05 February 2020 - Post by:Jason Rix
A couple of recent cases have looked at the vexed questions of contractual discretion and good faith. In both, the arguments have been unsuccessful (thankfully, given the facts). But the appetite for raising these arguments does not seem to have abated.
In Morley v RBS, a property developer defaulted on a loan and claimed damages from the bank, essentially, for not realising enough money from the security it held.
Morley argued (rather bravely) that the loan was a “relational” contract à la Yam Seng and so subject to a duty of good faith which the bank had breached by, variously: manufacturing a dispute and imposing default interest; obtaining a valuation to force a breach of a covenant; threatening to impose a pre-pack sale; and refusing to accept an offer of a buyout in a timely manner. Morley also claimed (much less controversially) that the power to obtain a valuation was one that could not be used to “vex … maliciously” (see PAG v RBS).
Mercifully, the court rejected the idea that the loan was a “relational” contract of any kind. The right to call in the loan was a contractual right and not a discretion. There were only two relevant contractual discretions: the bank’s power to obtain a revaluation of the charged assets; and its power to charge a default interest rate.
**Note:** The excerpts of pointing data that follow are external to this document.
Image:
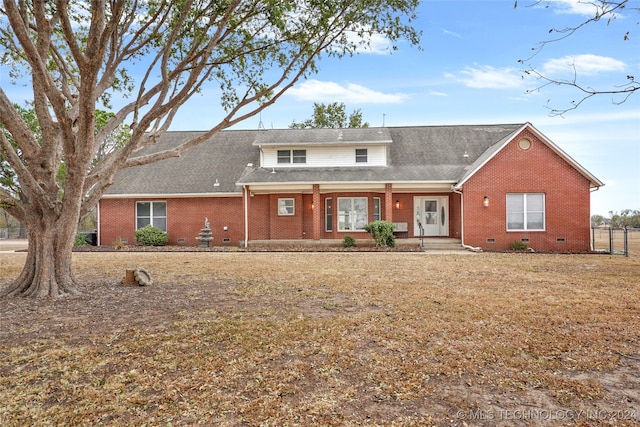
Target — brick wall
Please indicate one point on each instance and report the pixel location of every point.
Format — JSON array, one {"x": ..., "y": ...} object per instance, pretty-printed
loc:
[
  {"x": 185, "y": 219},
  {"x": 536, "y": 170}
]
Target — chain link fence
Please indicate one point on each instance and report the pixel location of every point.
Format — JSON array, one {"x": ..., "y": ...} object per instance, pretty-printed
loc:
[{"x": 620, "y": 241}]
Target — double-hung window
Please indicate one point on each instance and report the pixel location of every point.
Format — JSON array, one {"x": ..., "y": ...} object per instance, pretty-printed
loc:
[
  {"x": 151, "y": 213},
  {"x": 352, "y": 213},
  {"x": 525, "y": 212},
  {"x": 292, "y": 156},
  {"x": 361, "y": 155},
  {"x": 286, "y": 207}
]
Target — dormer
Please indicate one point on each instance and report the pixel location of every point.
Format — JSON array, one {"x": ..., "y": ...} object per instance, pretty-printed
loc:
[{"x": 321, "y": 148}]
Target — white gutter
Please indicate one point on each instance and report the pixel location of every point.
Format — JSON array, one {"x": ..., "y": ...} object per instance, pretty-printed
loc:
[
  {"x": 592, "y": 243},
  {"x": 245, "y": 194},
  {"x": 471, "y": 248}
]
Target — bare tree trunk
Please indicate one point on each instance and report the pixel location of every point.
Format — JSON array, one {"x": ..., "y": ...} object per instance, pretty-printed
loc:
[{"x": 47, "y": 269}]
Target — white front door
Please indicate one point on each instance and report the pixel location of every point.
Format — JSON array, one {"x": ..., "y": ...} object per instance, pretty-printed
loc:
[{"x": 432, "y": 213}]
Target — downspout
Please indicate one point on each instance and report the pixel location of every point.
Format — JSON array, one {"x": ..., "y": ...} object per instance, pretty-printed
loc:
[
  {"x": 245, "y": 196},
  {"x": 471, "y": 248},
  {"x": 592, "y": 243},
  {"x": 98, "y": 223}
]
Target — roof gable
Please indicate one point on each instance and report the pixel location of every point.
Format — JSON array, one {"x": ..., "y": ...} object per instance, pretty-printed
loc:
[
  {"x": 230, "y": 159},
  {"x": 493, "y": 150}
]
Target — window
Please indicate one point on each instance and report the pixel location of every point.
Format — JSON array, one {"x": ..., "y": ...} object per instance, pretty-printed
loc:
[
  {"x": 328, "y": 214},
  {"x": 525, "y": 212},
  {"x": 299, "y": 156},
  {"x": 284, "y": 156},
  {"x": 376, "y": 209},
  {"x": 361, "y": 155},
  {"x": 292, "y": 156},
  {"x": 151, "y": 213},
  {"x": 286, "y": 207},
  {"x": 352, "y": 213}
]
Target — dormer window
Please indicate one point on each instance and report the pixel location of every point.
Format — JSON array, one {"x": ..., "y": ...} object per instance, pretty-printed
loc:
[
  {"x": 361, "y": 155},
  {"x": 292, "y": 156}
]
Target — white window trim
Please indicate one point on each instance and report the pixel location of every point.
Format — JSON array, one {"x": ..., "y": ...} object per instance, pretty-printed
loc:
[
  {"x": 292, "y": 157},
  {"x": 544, "y": 213},
  {"x": 364, "y": 156},
  {"x": 283, "y": 206},
  {"x": 151, "y": 215}
]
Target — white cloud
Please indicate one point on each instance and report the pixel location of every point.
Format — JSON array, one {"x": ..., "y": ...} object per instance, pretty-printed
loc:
[
  {"x": 583, "y": 64},
  {"x": 377, "y": 43},
  {"x": 487, "y": 77},
  {"x": 436, "y": 93},
  {"x": 576, "y": 7},
  {"x": 351, "y": 93}
]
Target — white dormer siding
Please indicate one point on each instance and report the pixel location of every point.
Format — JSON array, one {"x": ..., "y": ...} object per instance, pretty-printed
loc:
[{"x": 327, "y": 156}]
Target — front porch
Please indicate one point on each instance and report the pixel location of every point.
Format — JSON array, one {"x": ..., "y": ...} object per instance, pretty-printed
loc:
[{"x": 439, "y": 244}]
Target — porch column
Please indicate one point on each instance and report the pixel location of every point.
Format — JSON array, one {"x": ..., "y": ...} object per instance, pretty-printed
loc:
[
  {"x": 388, "y": 202},
  {"x": 317, "y": 213}
]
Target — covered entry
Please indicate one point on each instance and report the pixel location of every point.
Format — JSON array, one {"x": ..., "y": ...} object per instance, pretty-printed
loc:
[{"x": 433, "y": 214}]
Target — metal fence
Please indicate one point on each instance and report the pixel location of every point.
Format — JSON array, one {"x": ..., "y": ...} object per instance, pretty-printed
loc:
[{"x": 619, "y": 241}]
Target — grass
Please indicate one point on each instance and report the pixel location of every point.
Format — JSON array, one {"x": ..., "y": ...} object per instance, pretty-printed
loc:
[{"x": 328, "y": 339}]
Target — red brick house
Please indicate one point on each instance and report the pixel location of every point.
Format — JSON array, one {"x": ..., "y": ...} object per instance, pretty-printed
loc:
[{"x": 487, "y": 185}]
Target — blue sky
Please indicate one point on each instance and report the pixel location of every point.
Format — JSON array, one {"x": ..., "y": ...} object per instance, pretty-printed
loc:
[{"x": 468, "y": 73}]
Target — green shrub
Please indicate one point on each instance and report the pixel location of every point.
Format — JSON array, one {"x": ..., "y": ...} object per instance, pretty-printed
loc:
[
  {"x": 382, "y": 233},
  {"x": 348, "y": 242},
  {"x": 151, "y": 236},
  {"x": 80, "y": 240},
  {"x": 518, "y": 246}
]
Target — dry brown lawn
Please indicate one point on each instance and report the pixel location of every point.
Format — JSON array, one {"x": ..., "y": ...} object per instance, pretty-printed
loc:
[{"x": 275, "y": 339}]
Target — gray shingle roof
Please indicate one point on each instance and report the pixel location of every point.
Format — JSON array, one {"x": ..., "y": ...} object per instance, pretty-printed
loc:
[
  {"x": 421, "y": 154},
  {"x": 323, "y": 136}
]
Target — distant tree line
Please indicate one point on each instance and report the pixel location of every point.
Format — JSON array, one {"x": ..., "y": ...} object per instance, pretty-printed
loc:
[{"x": 626, "y": 218}]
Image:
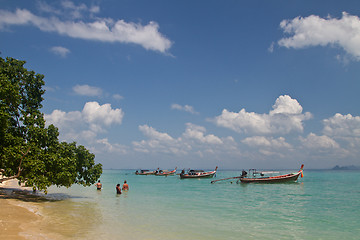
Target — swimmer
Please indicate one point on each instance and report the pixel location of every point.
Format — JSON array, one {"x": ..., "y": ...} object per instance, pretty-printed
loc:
[
  {"x": 125, "y": 186},
  {"x": 98, "y": 185}
]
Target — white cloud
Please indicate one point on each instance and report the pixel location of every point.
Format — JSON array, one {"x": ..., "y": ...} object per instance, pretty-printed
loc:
[
  {"x": 313, "y": 141},
  {"x": 86, "y": 90},
  {"x": 101, "y": 115},
  {"x": 317, "y": 31},
  {"x": 193, "y": 140},
  {"x": 61, "y": 51},
  {"x": 105, "y": 30},
  {"x": 285, "y": 117},
  {"x": 185, "y": 108},
  {"x": 85, "y": 125},
  {"x": 261, "y": 141},
  {"x": 342, "y": 126}
]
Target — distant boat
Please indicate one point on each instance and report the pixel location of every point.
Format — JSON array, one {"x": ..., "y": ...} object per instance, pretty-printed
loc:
[
  {"x": 165, "y": 172},
  {"x": 197, "y": 174},
  {"x": 255, "y": 178},
  {"x": 145, "y": 172}
]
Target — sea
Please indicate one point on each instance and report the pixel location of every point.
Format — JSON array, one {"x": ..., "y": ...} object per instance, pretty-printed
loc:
[{"x": 324, "y": 204}]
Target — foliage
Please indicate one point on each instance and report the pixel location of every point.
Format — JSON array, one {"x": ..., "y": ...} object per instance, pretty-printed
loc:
[{"x": 29, "y": 150}]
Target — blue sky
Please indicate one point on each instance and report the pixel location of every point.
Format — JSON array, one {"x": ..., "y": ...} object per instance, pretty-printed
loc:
[{"x": 196, "y": 84}]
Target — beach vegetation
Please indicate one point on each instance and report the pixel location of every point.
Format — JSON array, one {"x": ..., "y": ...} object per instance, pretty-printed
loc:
[{"x": 29, "y": 150}]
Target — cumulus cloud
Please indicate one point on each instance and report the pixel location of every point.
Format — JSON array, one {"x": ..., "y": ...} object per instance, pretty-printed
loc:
[
  {"x": 61, "y": 51},
  {"x": 194, "y": 140},
  {"x": 103, "y": 29},
  {"x": 285, "y": 117},
  {"x": 314, "y": 141},
  {"x": 261, "y": 141},
  {"x": 118, "y": 97},
  {"x": 86, "y": 126},
  {"x": 93, "y": 119},
  {"x": 342, "y": 126},
  {"x": 86, "y": 90},
  {"x": 185, "y": 108},
  {"x": 316, "y": 31}
]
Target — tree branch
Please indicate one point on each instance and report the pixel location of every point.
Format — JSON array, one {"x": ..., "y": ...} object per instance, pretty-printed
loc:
[{"x": 19, "y": 169}]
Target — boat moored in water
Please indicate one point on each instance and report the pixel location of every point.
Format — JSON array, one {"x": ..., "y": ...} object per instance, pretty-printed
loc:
[
  {"x": 255, "y": 178},
  {"x": 165, "y": 172},
  {"x": 145, "y": 172},
  {"x": 197, "y": 174}
]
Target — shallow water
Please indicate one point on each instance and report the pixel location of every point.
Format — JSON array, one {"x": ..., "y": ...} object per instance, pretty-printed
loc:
[{"x": 322, "y": 205}]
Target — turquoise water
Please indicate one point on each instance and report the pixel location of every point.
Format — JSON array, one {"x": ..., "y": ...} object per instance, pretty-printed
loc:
[{"x": 322, "y": 205}]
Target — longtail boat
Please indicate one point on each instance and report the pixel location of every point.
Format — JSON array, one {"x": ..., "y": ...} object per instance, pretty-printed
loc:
[
  {"x": 291, "y": 177},
  {"x": 145, "y": 172},
  {"x": 197, "y": 174},
  {"x": 165, "y": 172}
]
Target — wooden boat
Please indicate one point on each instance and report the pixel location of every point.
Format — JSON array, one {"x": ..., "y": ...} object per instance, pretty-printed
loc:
[
  {"x": 145, "y": 172},
  {"x": 165, "y": 172},
  {"x": 291, "y": 177},
  {"x": 197, "y": 174}
]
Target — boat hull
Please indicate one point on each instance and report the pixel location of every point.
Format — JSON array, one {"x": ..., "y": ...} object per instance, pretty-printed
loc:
[
  {"x": 166, "y": 173},
  {"x": 208, "y": 175}
]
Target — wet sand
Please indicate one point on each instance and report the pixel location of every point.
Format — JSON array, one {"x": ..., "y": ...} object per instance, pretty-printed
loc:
[{"x": 16, "y": 220}]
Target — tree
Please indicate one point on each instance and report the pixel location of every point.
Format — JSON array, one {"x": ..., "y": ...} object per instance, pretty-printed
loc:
[{"x": 29, "y": 151}]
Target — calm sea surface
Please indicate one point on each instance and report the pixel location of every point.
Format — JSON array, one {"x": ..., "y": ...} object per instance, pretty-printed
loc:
[{"x": 322, "y": 205}]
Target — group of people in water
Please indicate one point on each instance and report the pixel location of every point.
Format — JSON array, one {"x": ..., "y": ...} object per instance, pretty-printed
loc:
[{"x": 118, "y": 189}]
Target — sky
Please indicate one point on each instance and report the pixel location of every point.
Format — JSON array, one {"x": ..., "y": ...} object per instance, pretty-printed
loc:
[{"x": 268, "y": 84}]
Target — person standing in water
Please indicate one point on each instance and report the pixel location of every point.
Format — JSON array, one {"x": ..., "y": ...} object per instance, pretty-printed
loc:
[
  {"x": 125, "y": 186},
  {"x": 98, "y": 185},
  {"x": 118, "y": 190}
]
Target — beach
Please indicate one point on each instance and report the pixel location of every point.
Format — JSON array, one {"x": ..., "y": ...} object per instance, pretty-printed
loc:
[{"x": 18, "y": 216}]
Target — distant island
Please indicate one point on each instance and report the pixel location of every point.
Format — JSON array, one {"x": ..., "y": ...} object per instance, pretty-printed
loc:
[{"x": 351, "y": 167}]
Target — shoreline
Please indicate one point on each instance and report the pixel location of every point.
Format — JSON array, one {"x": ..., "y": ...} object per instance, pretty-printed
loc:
[{"x": 18, "y": 217}]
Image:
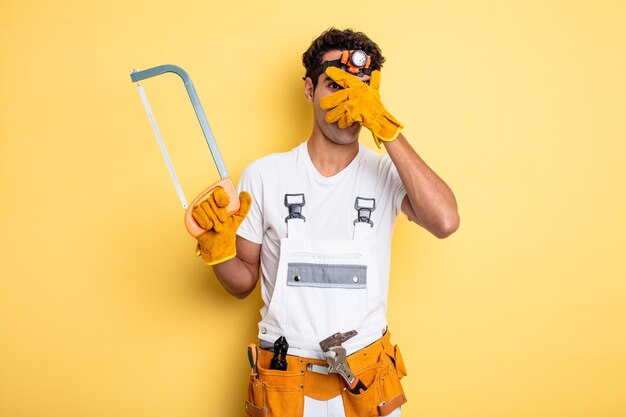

These had been exercised for purposes rationally connected to the bank’s commercial interests and not so as to vex Morley maliciously.
In TAQA v Rockrose, TAQA sought to terminate the appointment of Rockrose as operator under joint operating agreements concerning oil and gas blocks in the North Sea.
Rockrose argued that the termination of appointment provisions were: contractual discretions subject to an implied term that their exercise be limited by concepts of honesty, good faith, and genuineness, and the need for the absence of arbitrariness, capriciousness, perversity and irrationality (see Socimer) and/or – alleged to be of similar effect – subject to good faith obligations à la Yam Seng.
The court first looked at the provisions in question and held that they were intended to be unqualified – both on the basis of the language used and by comparison to language deployed elsewhere, for example, where the use of the word “if” clearly qualified the relevant provision.
While accepting that the law in relation to contractual discretions is developing, the court listed a series of authorities which consistently held that unqualified termination provisions take effect in accordance with their terms.
The court acknowledged that the joint operating agreements may be relational, but that did not mean that it was necessary to imply an obligation to act in good faith when exercising an unqualified right to terminate an appointment.
Finally, even if the arguments about implied terms had succeeded, the court held that they would not have been breached on the facts since the termination was founded on financial and operational risks that were subjectively but genuinely perceived.